They do have a library of stuff they own or license, too, though I personally am not interested in much of it. It’s worth mentioning that some of it involves reasonable investment with celebrity readers or more expensive production. (I can’t stand any of that. A second reader for different chapters is tolerable; more is not.)

It’s 36 for 3 credits after that, with occasional sales of two specific titles for one credit or discounts on cash price. I’m not sure how they structure their actual deals with publishers, but I am reasonably sure that they’re leveraging their market position hard to sell some of those books at those prices, because they’re way less than anywhere else including other formats.

15 hours makes the whole “we include audiobooks in your subscription” to be a pretty token service, though.

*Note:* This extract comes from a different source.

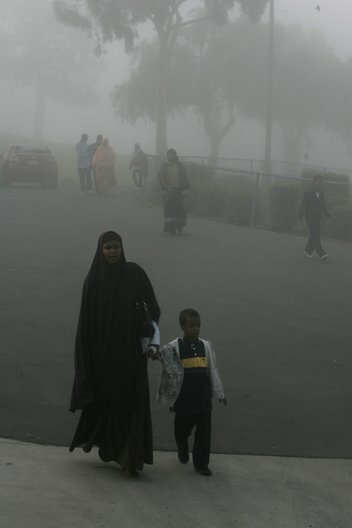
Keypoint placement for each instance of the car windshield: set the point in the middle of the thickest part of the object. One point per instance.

That’s not that much time.

There is at least one actual subscription audiobook service that is close to unlimited* and has a decent library (though it’s older and less known content, and discoverability it pretty bad). I’ve found several series I’ve read 10-20 books in a row of a month through scribd. (I can provide a referral for a free trial on request. Not trying to advertise though). I’m guessing Spotify is going for high profile stuff, though, and that costs more.

*How it works is that certain publisher deals will only let you listen to a certain number from an author or in a series in a month, then you have to wait until the next month for the rest. But you can still access the rest of their library.